A total of 994 grave violations against children were verified across the country between September 2018 and June 2020, mostly in Rakhine State in 2019. Access restrictions for the United Nations remained a major challenge to monitor and verify grave violations.
“Parties to conflict in Myanmar must abide by their obligations under international law,” stated Virginia Gamba, the Special Representative of the Secretary-General for Children and Armed Conflict. “Measures to end and prevent grave violations against children need to be put in place and strengthened when they exist. They also need to be implemented, so I call upon all parties to make every possible effort in this regard,” she stated.
With the killing and maiming of 320 children, including infants, there was a threefold increase in this violation between the end of 2019 and the beginning of 2020. The causes for these casualties shifted during the period covered by the report as armed clashes intensified; the number of children affected by landmines and explosive remnants of war decreased, while more casualties were caused by artillery shelling, crossfire, and airstrikes.
While recruitment of children by Government forces has significantly decreased in recent years, following progress made in the implementation of the Joint Action Plan of 2012, in the Rakhine, 555 children were verified as being used by the Tatmadaw, including for support functions such as military camp maintenance, digging trenches, and harvesting rice particularly in the Buthidaung Township in the Rakhine State. Of concern during the reporting period, children were detained for their alleged association with armed groups. “I am very concerned about the increasing number of children arrested and detained, including on terrorism charges,” stated the Special Representative. “Children allegedly associated with armed groups should be treated primarily as victims, and detention should be used as a measure of last resort and for the shortest possible time. Ensuring their rehabilitation and reintegration through specialized age- and gender-sensitive programs is crucial,” she emphasized.
Rape and other forms of sexual violence, as well as abduction, are believed to be underreported, largely due to fear of stigma, access, and movement restrictions.
While no incidents of denial of humanitarian access for children were verified by the United Nations in the reporting period, access remains of high concern in several regions due to insecurity, travel restrictions and poor road infrastructure.
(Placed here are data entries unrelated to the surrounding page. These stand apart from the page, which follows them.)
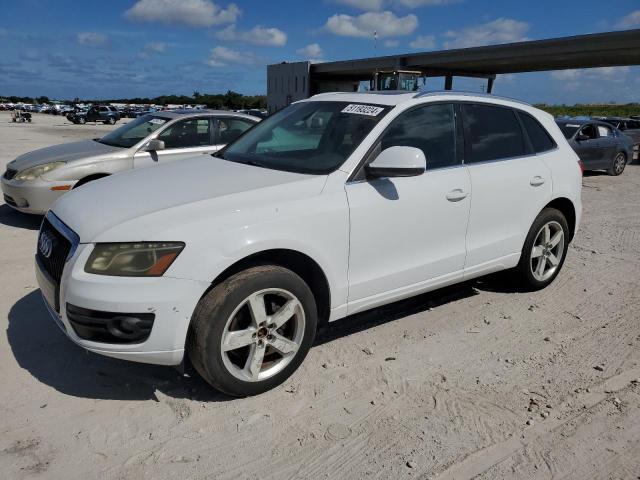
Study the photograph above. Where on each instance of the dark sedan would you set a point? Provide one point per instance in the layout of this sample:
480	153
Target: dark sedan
599	145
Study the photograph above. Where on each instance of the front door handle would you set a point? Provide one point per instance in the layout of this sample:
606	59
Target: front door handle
536	181
456	195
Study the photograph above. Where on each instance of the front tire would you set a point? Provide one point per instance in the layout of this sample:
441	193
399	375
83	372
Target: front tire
618	164
252	331
544	251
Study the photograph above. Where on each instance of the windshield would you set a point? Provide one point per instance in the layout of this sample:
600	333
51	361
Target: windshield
569	129
132	132
306	137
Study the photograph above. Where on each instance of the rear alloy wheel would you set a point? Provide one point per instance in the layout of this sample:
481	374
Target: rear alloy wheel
548	249
619	162
544	250
253	330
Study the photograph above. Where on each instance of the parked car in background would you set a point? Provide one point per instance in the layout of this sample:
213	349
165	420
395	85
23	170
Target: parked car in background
96	113
334	205
33	181
630	127
599	145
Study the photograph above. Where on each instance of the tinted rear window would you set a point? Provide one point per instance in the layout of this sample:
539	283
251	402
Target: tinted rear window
494	133
541	141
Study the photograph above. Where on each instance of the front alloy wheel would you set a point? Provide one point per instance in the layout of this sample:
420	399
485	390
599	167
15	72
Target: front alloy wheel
619	163
251	331
262	335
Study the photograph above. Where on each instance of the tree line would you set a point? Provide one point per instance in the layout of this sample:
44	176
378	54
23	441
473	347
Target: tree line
230	100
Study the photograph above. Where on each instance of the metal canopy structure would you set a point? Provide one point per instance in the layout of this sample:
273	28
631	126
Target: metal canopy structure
610	49
584	51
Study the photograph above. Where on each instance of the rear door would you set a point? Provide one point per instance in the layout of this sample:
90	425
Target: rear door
510	184
182	139
608	143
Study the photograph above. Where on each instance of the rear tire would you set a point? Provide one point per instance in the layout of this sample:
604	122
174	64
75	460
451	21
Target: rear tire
544	250
618	164
252	331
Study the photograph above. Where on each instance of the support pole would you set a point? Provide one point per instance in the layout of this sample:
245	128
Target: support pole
448	82
490	81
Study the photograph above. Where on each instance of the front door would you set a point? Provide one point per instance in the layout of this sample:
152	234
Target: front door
182	139
408	234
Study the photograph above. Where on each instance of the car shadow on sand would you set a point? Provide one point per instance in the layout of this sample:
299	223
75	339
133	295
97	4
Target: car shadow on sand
13	218
46	353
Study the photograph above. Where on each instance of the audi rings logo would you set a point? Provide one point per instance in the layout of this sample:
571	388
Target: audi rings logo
45	244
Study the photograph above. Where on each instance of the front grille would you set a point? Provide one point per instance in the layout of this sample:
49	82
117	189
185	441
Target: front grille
110	327
53	249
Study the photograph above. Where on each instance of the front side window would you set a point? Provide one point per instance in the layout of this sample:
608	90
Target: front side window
494	133
133	132
541	141
430	128
307	137
231	128
194	132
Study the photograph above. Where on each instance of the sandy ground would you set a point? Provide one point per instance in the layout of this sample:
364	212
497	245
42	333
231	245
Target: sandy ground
474	380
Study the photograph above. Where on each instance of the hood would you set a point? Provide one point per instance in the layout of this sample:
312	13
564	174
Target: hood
142	202
66	152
Government’s increased commitment to protecting children in armed conflict
Despite the concerning figures and trends, the Special Representative commended the Government of Myanmar for taking concrete measures to address these issues, such as the adoption of the Child Rights Law in July 2019 which criminalizes all grave violations against children, and the establishment in February 2020 of a National Complaint Mechanism to eliminate forced labor, which prohibits the recruitment and use of children.
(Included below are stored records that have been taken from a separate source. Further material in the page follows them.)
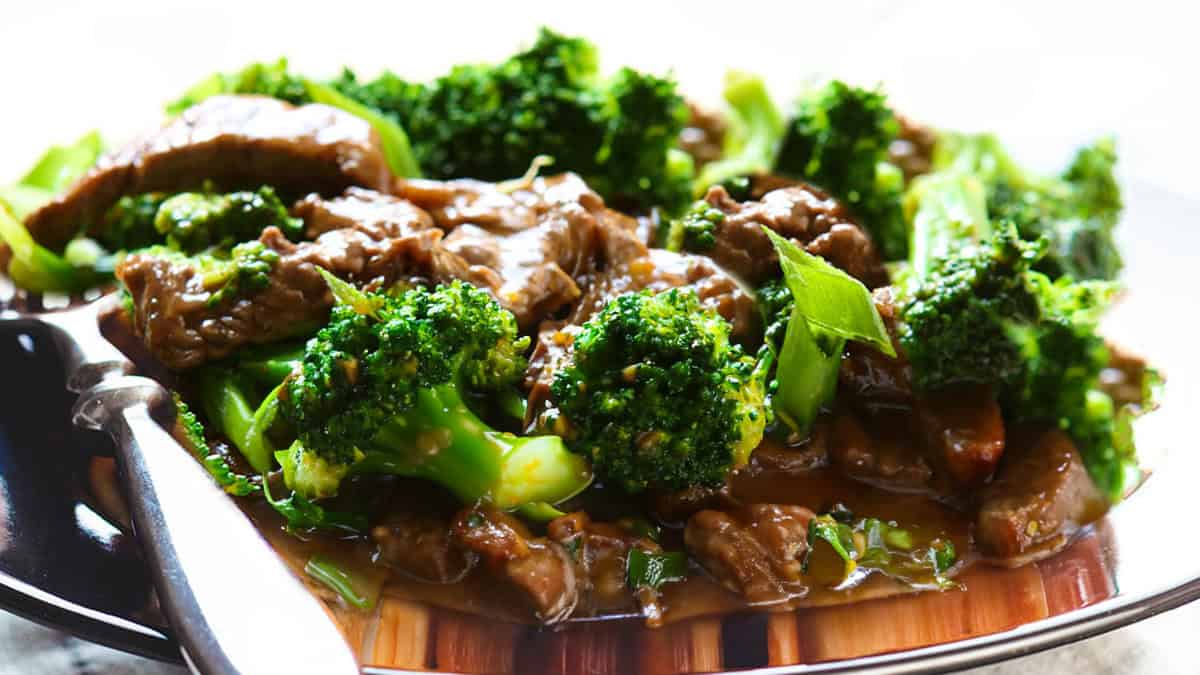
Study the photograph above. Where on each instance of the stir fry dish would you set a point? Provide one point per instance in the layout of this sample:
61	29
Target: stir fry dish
541	341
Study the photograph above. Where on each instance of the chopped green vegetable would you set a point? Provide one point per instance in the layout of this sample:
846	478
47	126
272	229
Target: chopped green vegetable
217	465
303	514
755	133
647	569
396	148
354	589
657	395
838	138
827	308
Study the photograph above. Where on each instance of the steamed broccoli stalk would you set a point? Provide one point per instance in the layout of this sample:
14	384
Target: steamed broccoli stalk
265	79
35	267
657	396
695	230
228	407
385	387
489	121
1075	211
757	129
216	465
809	320
838	139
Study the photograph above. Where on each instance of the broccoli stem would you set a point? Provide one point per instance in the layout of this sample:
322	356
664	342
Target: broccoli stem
947	213
807	374
442	440
761	129
227	406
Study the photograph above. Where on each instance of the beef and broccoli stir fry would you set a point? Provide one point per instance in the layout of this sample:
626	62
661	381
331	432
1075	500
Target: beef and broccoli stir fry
567	339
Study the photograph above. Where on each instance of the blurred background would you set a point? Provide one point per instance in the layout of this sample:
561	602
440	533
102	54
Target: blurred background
1045	76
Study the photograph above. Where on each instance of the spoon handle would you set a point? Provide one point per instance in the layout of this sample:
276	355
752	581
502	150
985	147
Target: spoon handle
232	602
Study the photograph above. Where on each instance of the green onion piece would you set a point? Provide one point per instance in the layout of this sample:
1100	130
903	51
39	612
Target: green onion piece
646	569
396	147
358	591
829	299
840	538
304	514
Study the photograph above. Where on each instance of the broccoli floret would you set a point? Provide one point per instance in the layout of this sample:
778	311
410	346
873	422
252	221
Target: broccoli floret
1077	211
658	396
955	328
265	79
695	230
385	387
983	315
195	221
129	223
838	139
216	465
490	121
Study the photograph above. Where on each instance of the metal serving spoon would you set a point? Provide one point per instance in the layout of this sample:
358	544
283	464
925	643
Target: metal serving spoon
257	620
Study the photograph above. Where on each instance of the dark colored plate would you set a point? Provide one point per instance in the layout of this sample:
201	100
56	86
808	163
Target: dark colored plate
64	566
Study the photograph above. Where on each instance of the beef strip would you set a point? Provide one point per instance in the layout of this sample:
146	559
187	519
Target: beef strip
755	550
1039	497
234	142
531	246
421	545
964	429
879	454
601	554
802	213
172	298
703	137
913	148
540	568
627	264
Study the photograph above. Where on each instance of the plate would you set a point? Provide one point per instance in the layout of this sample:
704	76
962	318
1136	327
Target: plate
65	566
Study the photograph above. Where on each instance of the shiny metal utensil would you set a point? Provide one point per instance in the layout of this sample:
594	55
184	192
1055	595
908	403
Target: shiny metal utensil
253	617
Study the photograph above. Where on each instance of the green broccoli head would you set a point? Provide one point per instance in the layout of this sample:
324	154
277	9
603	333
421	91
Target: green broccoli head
839	139
695	230
264	79
1077	211
364	366
657	395
490	121
957	322
984	315
387	387
195	221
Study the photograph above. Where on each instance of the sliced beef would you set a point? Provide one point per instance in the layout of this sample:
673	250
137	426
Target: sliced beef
913	148
540	568
677	507
529	245
1125	377
703	137
871	377
1041	495
175	316
754	551
964	430
625	264
802	213
877	453
601	555
377	215
234	142
421	545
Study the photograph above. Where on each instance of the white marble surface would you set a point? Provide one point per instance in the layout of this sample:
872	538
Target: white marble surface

The engagement between the Government of Myanmar and the United Nations to accelerate the implementation of the Joint Action Plan to end and prevent the recruitment and use of children has resulted in the sanction of 466 military personnel, a decrease in the number of children recruited by the Tatmadaw, as well as the total release of 1,013 children in their ranks since 2012. In November 2020, the Democratic Karen Benevolent Army became the first armed group to sign an Action Plan to end and prevent the recruitment and use of children with the United Nations and dialogue is ongoing with other listed armed groups.